Worried about my rapid cycling
I'm not sure if it's because I'm extremely sick with the flu or what, but my depression has been unbearable the last week or so. When I put it like that though, it couldn't just be because I'm sick. I didn't fall ill until Saturday and I've been struggling since last Sunday. Yesterday it was so horrible I was tempted to go to the hospital, but as always, it strikes at the worst time. My daughter and her boyfriend are on Spring Break and will be heading to Notre Dame so they can check things out because her boyfriend will probably be going there for Grad School. While they're gone, I'll be babysitting her bunny and there isn't anyone else that can volunteer to do that.
When I saw my pdoc last month, he was worried about my rapid cycling and made several suggestions on what we should do to get it under control. As always, his preference was to add Seroquel to my med mix again. With some reluctance I agreed, but he let me choose the dose I wanted and I went with a mild 50 mg. He apparently thought that was too low of a dose so he wrote the prescription out for 1 - 2 pills a day, which he didn't mention. I noticed it when I picked the script up from the pharmacy. One hasn't been helping me sleep, which is no doubt a huge contributor to my cycling and depression, but I took 2 yesterday and that didn't help either. It's hard to sleep when you can't breathe and your throat is extremely dry and scratchy. Maybe once this flu passes, the Seroquel will help level things out.
I did inform him that I was only going to take the Seroquel until the obsessive thoughts about how poisonous I think it is start screaming in my head again, as they always eventually do. I think he was happy that I agreed to take it, even if it might turn out to be a short term solution. I was just in the hospital in November, I don't want to go back to the days when I was going in multiple times a month or every 3-4 months, and I'm sure he doesn't want me in there that often either. Not when he sees Seroquel as a possible solution to the problem.

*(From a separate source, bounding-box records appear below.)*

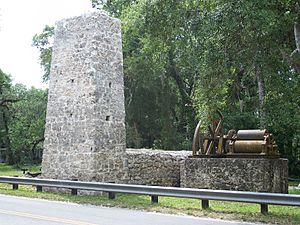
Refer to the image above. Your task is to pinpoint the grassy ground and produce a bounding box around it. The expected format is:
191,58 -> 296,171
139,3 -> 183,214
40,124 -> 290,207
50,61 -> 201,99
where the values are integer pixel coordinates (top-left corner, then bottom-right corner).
0,164 -> 300,224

Whatever happens with my depression, I need to hold myself together until after March 18th. Out of desperation for ways to make extra money, I signed up to be an election judge again. I don't think this time it will be as overwhelming as it was when I worked the Presidential Election. This is just a Primary, and I don't think a lot of people care or see it as important as a major election, so I'm guessing there will be a lot of down time where we're just sitting around.
I'm trying to get my polling place assignment changed. The one they assigned me to is quite a distance from my current home, which makes absolutely no sense because they've had my new address for months. If I still lived with the old people, it would be about a 15-20 minute drive, but at least it would only be in the next town over. It'd take me a good 45 minutes to an hour to get there from where I live now and given that we have to be there at 5 am? Um yeah, I'm really not happy with that. I pretty much live at the intersection of 4 different towns, they couldn't give me a job working in one of them? I suppose if they can't switch me, I could always just spend the night at my folks house so that I am closer. We'll see what happens. I left a message for the guy I need to talk to earlier today. Just waiting for him to call back.